I learned how to play the Lottery.

So, like I said, I'm about thirty and up until last week I didn't know how to play the Lottery. I assumed it was easy, but there are about seven options when you go in to buy a ticket, and I didn't want to look like a rube. How is the novice gambler expected to choose between:

1) Scratchers
2) Super-Lotto
3) Mega Millions
4) Fantasy 5
5) Daily Derby (twice daily)
6) Mega Scratchers
7) Paul DeLillio's Fantasy Scratchers

What finally got me over the hump and into the liquor store? We were out on our morning walk, and I saw a Lotto sign in the window that said something like, "$43 million!" I thought, "that'd put a dent in the car payment. Let's give it a whirl." Mind made up, I bravely asked my wife how to play the Lottery. She gave me that one-eye-squint look she gives to me when I ask how to do basic life functions, and then said to give the man at the liquor store five dollars and ask for five Quick Picks (these are Super Lotto terms, I discovered).

Armed with this Lottery terminology, I walked into the liquor store. It was sort of dry-feeling, and smelled dusty, though there was no visible dust.
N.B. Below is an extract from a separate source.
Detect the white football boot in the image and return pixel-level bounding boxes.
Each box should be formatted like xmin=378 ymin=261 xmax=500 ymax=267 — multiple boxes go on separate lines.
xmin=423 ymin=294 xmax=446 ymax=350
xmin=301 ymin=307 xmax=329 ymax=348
Interesting place. I handed the five-dollar bill to the man behind the counter, and before I could speak he pressed a button on a proprietary-looking green machine and handed me a small orange "Super Lotto" sheet with a matrix of numbers on it, five rows tall. How did he know I wasn't there to buy $5 worth of Mega Scratchers? Or $5 worth of "Leg Show," for that matter? Do liquor stores still sell remaindered copies of Leg Show by the pound? I'm proud to say I no longer know.
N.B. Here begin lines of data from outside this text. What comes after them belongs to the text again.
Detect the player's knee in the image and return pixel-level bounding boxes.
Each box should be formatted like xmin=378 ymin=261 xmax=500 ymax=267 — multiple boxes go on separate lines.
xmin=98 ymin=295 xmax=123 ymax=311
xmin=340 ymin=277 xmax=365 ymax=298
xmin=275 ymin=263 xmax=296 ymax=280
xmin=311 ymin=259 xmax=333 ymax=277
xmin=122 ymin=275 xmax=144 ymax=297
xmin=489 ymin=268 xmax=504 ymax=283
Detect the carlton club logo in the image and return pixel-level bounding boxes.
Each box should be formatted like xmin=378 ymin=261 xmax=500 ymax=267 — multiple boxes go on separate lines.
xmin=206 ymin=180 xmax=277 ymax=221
That done, I held the winning ticket (what I called it, at the time) all the way home in my hand. "How easy it is to win the Lottery!" I mused.

Later that evening I checked the Lottery website and I had gotten none of the numbers. The winning set was something like 1, 2, 3, 4, 46. Ridiculous! Not even a machine would pick that kind of spread. Oh well, at least California public schools had gotten 36% of my investment (about 54% went to Abe Padrascus of Tarzana, CA, who said he planned on using my portion of the pool, as well as the rest of his $43 million, to "not get a Rolls Royce but maybe just a Lexus, that's good enough for [him]". What the hell does Abe Padrascus know about cars? Is he worried that the Rolls won't have a trailer hitch for his Ski-Doo? Jesus. Talk about a guy who pulls his testicles away from his body with both hands.)

That soured me pretty well on the whole Lottery experience. From now on, when I go into the liquor store, I'm going to try to find something else to spend my $5 on. Maybe they'll have a fancy ziggurat-shaped bottle of something called UNFAIR MESOPOTAMIAN GOD.